Goal
The goal of this task is to estimate the number of downloads that a paper
receives in its first two months in the arXiv.
Timeline
The task and data will be available April 6, 2003. Submissions must be
completed by July 21, 2003.
Input
Contestants will be given:
-
all of the datasets available for Task 1:
Citation Prediction.
-
for papers published in the following months, the downloads received from the
main site in each of its first 60 days in the arXiv.
-
February and March of 2000
-
February and April of 2001
-
March and April of 2002
Output
For each paper P submitted during the periods:
-
April 2000
-
March 2001
-
February 2002
contestants should report the estimated total number of downloads of P during
its first 60 days in the arXiv.
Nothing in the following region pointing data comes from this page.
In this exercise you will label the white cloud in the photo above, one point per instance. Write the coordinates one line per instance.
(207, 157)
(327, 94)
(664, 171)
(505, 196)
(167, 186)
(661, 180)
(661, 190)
Note that this is a single number for each
paper P, whereas the given data (3) provides a download log for the sixty days.
Evaluation
For each of the output periods (April 2000, March 2001, Feb 2002), the target
result is a vector X with one coordinate for the top 50 papers with the
greatest number of downloads in their first 60 days. For each of these papers
P, the value of P-th coordinate is the number of downloads of P during its
first 60 days.
Based on a contestant's download estimations, a vector Y will be constructed,
over the same set of 150 papers (50 from each period); the P-th coordinate of Y
will consist of the estimated number of downloads of P during its first 60
days.
The score of a prediction vector W will be equal to the L_1 difference between
the vectors X and Y.
|